Desayunamos, comemos y cenamos inmersos en Cataluña,
rodeados por todas partes de procés independentista. Antes de abrir los ojos ya
estamos empachados de esteladas que se cruzan con banderas españolas y por la
noche no nos dejan dormir las imágenes de Puigdemont y Rajoy taladrándonos el
cerebro con la locura del 155. Como Jordi Évole y como tantísimos catalanes,
estoy deseando levantarme sin sobresaltos, olvidarme de las semanas decisivas y
dejar de vivir días históricos para empezar a vivir otra vez días menos
trascendentes y estupendos.
Estoy convencido de que en este asunto, como en casi todos,
las verdades a medias distorsionan y dificultan la comprensión de la realidad.

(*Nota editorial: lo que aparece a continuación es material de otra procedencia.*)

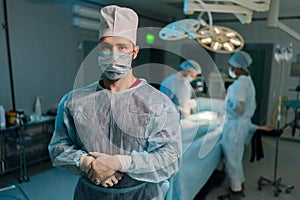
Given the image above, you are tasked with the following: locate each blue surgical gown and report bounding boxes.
[48,80,182,199]
[222,75,256,183]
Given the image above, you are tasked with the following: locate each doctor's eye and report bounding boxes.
[99,44,112,52]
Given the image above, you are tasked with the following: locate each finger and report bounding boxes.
[93,179,101,185]
[115,172,123,180]
[87,168,94,179]
[88,152,100,158]
[101,178,111,187]
[110,176,119,187]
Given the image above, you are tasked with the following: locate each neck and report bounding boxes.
[103,73,136,92]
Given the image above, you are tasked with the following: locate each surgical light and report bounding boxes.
[146,33,155,44]
[159,0,244,53]
[197,26,244,53]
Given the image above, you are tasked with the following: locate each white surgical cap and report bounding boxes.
[228,51,252,71]
[180,60,202,74]
[99,5,138,45]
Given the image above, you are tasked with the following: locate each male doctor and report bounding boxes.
[49,5,182,200]
[222,51,256,200]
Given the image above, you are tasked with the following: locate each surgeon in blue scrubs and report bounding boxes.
[48,5,182,200]
[222,51,256,199]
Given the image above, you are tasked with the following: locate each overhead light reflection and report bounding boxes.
[201,38,212,44]
[229,39,241,46]
[223,42,234,51]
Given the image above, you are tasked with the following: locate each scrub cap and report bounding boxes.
[180,60,202,74]
[99,5,138,45]
[228,51,252,70]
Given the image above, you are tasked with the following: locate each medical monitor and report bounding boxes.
[290,62,300,77]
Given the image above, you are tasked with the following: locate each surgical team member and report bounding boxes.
[159,60,202,118]
[48,5,182,200]
[222,51,256,199]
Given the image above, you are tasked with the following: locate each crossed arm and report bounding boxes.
[80,152,131,187]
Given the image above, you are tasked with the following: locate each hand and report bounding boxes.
[188,99,197,108]
[101,172,123,187]
[87,154,117,185]
[79,154,95,173]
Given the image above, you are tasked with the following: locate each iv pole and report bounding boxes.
[258,44,295,197]
[2,0,16,111]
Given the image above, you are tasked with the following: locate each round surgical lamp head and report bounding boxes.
[159,19,200,40]
[180,60,202,74]
[197,26,244,54]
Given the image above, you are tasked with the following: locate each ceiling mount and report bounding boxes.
[183,0,270,24]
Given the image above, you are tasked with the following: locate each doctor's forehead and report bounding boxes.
[99,36,133,46]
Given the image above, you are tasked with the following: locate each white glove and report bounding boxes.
[79,154,95,173]
[101,172,123,187]
[188,99,197,108]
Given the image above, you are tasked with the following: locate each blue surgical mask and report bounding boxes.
[98,52,132,80]
[228,67,236,78]
[185,76,195,82]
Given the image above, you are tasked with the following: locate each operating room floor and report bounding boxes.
[206,136,300,200]
[0,136,300,200]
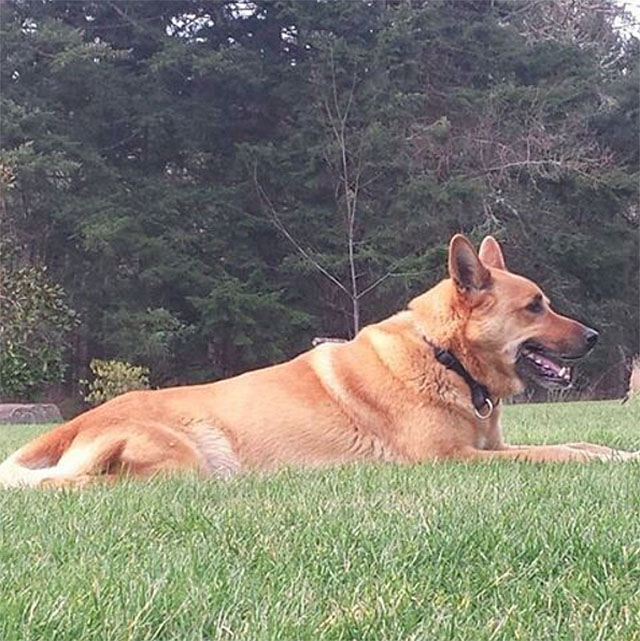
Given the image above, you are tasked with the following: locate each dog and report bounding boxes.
[0,234,640,486]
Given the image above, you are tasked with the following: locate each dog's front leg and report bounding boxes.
[460,445,640,463]
[564,443,640,461]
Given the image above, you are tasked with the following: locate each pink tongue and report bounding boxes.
[536,354,561,374]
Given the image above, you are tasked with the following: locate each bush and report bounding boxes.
[0,264,78,400]
[80,358,149,405]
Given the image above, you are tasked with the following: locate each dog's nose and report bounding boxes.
[584,327,599,349]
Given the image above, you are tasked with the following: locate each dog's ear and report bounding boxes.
[478,236,507,270]
[449,234,491,292]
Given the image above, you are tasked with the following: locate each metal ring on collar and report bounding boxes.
[473,398,493,421]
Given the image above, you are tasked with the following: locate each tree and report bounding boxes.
[0,0,639,394]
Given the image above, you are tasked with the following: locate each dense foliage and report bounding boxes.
[0,266,77,398]
[0,0,640,394]
[81,358,149,405]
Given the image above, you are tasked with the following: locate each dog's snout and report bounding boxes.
[584,327,599,349]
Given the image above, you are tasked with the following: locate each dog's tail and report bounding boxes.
[0,421,125,488]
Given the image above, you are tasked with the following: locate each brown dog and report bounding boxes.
[0,235,640,486]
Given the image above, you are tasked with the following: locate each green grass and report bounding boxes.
[0,402,640,641]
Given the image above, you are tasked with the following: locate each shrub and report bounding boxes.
[80,358,149,405]
[0,264,78,400]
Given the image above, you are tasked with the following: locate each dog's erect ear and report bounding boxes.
[449,234,491,291]
[478,236,507,270]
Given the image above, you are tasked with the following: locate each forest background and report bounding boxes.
[0,0,640,410]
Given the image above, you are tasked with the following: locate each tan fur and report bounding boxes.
[0,236,640,486]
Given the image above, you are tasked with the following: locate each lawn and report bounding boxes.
[0,402,640,641]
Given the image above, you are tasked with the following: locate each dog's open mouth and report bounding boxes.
[516,341,573,389]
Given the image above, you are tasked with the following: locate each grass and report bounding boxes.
[0,402,640,641]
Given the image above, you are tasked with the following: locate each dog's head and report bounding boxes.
[428,235,598,393]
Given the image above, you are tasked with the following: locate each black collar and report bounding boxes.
[424,336,493,419]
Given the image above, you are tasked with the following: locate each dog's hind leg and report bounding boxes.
[0,439,126,487]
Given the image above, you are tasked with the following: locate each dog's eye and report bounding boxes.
[525,298,544,314]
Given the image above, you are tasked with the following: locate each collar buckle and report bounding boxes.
[473,397,493,421]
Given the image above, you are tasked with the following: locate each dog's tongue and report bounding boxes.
[527,352,571,380]
[535,354,564,375]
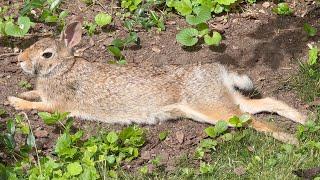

Y los porrazos, las lágrimas y el fanatismo del 1-O son consecuencia del
manoseo subrepticio de un concepto tan cándido como el del derecho a decidir. ¿Tenemos
derecho a decidir?
En principio nadie puede estar en desacuerdo con
que la gente piense por sí misma y concluya decidiendo lo que le parezca más
acertado. Es mensaje ganador. Todo el mundo lo puede comprar. Por eso se ha
restregado hasta a saciedad por todas las televisiones europeas el agravio comparativo
entre la violencia desatada por las fuerzas del orden y la inocencia de un
papel como arma para defenderse de los porrazos, o la candidez de una simple urna
enfrentada a la contundente agresividad de una carga policial. Pero en el fondo es un hábil eufemismo, un
truco mediático bien utilizado para lograr un objetivo enmascarando lo que no
se quiere dejar ver.
El derecho a la autodeterminación hay que ponerlo encima
de la mesa y tenerlo en consideración. Por supuesto. Hay que estudiarlo. Todo
merece una reflexión, todo merece un diálogo. Pero por delante ha de
anteponerse la obligación de no hacer trampas. Las reglas de juego han de ser las
mismas para todos. Habría que saber si después de que Cataluña se independizase,
Puigdemont aceptaría que se hiciese
valer el derecho a la autodeterminación por parte de alguna provincia del
territorio catalán. ¿O ese derecho no es universal? ¿Es solamente para los
catalanes pero no para los ilerdenses?
¿Hay que dividir la sociedad en colectivos más o menos privilegiados, más o
menos afines? ¿Qué pasaría si en las próximas elecciones la provincia de
Tarragona votase que quiere seguir siendo española? ¿Podría independizarse de
Cataluña? Y más aún, ¿por qué ese derecho no es extrapolable a colectividades
menores? ¿Y si pasa lo mismo con una comarca de Barcelona o un pequeño pueblo
de Girona? ¿Qué se independicen? ¿O el derecho a la autodeterminación solamente
es válido para grandes colectividades?
Sinceramente, me gustaría saber lo que
contestaría Puigdemont pero mientras tanto, a mí, en principio no hay quien me
quite de la cabeza que esto es una locura. Por eso voy a ejercer mi derecho a la autodeterminación, apago la tele, dejo aparcado el procés y me voy a tomar una caña.